A group of students came to this realization a few weeks ago while watching a video in one of Professor Frederick Corney’s history classes.
The video, produced by Radio Free Europe/Radio Liberty, shows jubilant revelers sitting atop the wall celebrating its demise. A bearded man with shaggy hair uses a sledgehammer to chip away large chunks of concrete. People surround him and watch as pieces fly.
On the left side of the brief clip is a young man wearing a backward blue baseball cap, maroon pants and dark green sweatshirt. Upon further inspection, the shirt looked very familiar to the William & Mary students.
“Suddenly the students say, ‘Stop, stop,’ and I thought, ‘Oh my gosh, what’s happening?’ And they said, ‘Go back, go back,’ and sure enough, their little eagle eyes suddenly got interested,” said Corney, chair of the history department.
There they were, white letters on the shirt spelling out William & Mary, with an ampersand to boot.
“I’d watched that video probably three or four times and never saw that kid. I would love to know who he is, though,” Corney said. “He looks young. He looks like he could be in his 20s. That was 1989. It could be a student.”
Perhaps the young man was a student. Perhaps he had family at the university. Perhaps he was just visiting Berlin, like Corney did on multiple occasions before the wall was demolished.
Corney doesn’t have any photographs from his visits to Berlin — he wishes camera phones were available back in those days — but he has a storehouse of memories from visiting both sides of the wall, which represented the Cold War divide between the West and the Eastern Bloc.
“The idea of having this wall or barrier through the entirety of Europe is mad,” Corney said. “So you can't feel nostalgic about the wall.”
In recent years, Corney has taken students to Berlin to see where the wall once stood. Cobblestones mark the location now, and Corney shares stories from his time there.
Corney, a native of England who has studied Russian and Soviet history extensively, worked as a translator for a company in Frankfurt, West Germany, in the ’80s and often made the trek to Berlin.
He remembers crossing over to communist East Berlin through Checkpoint Charlie, the most famous crossing point between the two sides.
“It is terribly fascinating going through Checkpoint Charlie as an Englishman working in Germany full time and then going through into the East with a background in Russian studies,” Corney said. “It was always a bit discomforting, because I had the papers to go in, but sometimes I could go straight through, and other times I’d have to go sit in a little booth and they’d ask me silly questions that had nothing more to do than just harass me, basically.”
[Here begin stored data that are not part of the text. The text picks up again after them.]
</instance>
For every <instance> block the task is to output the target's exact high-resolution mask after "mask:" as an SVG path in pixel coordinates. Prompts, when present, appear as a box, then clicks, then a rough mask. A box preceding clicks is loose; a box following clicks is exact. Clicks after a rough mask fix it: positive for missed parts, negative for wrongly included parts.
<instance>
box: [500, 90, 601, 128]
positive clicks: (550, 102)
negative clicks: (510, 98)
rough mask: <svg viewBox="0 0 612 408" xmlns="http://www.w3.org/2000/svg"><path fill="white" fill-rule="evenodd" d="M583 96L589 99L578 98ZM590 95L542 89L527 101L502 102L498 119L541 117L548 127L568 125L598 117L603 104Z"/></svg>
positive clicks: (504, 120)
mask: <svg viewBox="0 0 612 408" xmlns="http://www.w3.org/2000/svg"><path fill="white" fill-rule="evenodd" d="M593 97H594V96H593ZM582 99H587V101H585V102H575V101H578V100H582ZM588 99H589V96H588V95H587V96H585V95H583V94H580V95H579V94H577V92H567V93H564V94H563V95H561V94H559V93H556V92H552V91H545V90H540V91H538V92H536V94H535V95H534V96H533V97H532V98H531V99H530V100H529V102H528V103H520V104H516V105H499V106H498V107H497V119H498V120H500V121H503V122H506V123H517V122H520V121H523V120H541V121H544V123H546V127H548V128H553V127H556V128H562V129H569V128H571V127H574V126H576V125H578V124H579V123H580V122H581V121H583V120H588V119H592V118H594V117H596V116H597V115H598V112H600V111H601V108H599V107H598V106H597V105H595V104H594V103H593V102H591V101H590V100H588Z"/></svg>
Each of Corney’s visits to East Berlin would include a trip to a Russian bookstore, where he would browse different novels and buy a few to read later. An unsettling feeling would come over him, however, as he walked through the desolate city, damage from World War II still visible.
“There was a sense that you were always under surveillance when you were wandering around on your own,” he said.
Corney left Germany in 1986 to enroll in the Ph.D. program in Russian history at Columbia University. He returned to Berlin for the first time in 2000 and it was a “completely different world,” he said.
“This was just a colossal change,” Corney said. “It looks like a very different city than it did before. I was in my 20s at the time, and it was kind of a big adventure for me, but I don’t feel any nostalgia. If I had lived there during that period, I’m sure it would have been a very different kind of experience.”
The recent revelation in his classroom elicited a rush of memories from his time in Germany and brought his journey to William & Mary around full-circle.
He was as surprised as anybody to see a person wearing a W&M sweatshirt sitting atop the wall.
Other universities have had sections of the wall on display at various times. Even though he doesn’t know the story behind the sweatshirt-clad young man, Corney still likes to boast, “We had somebody on the wall.”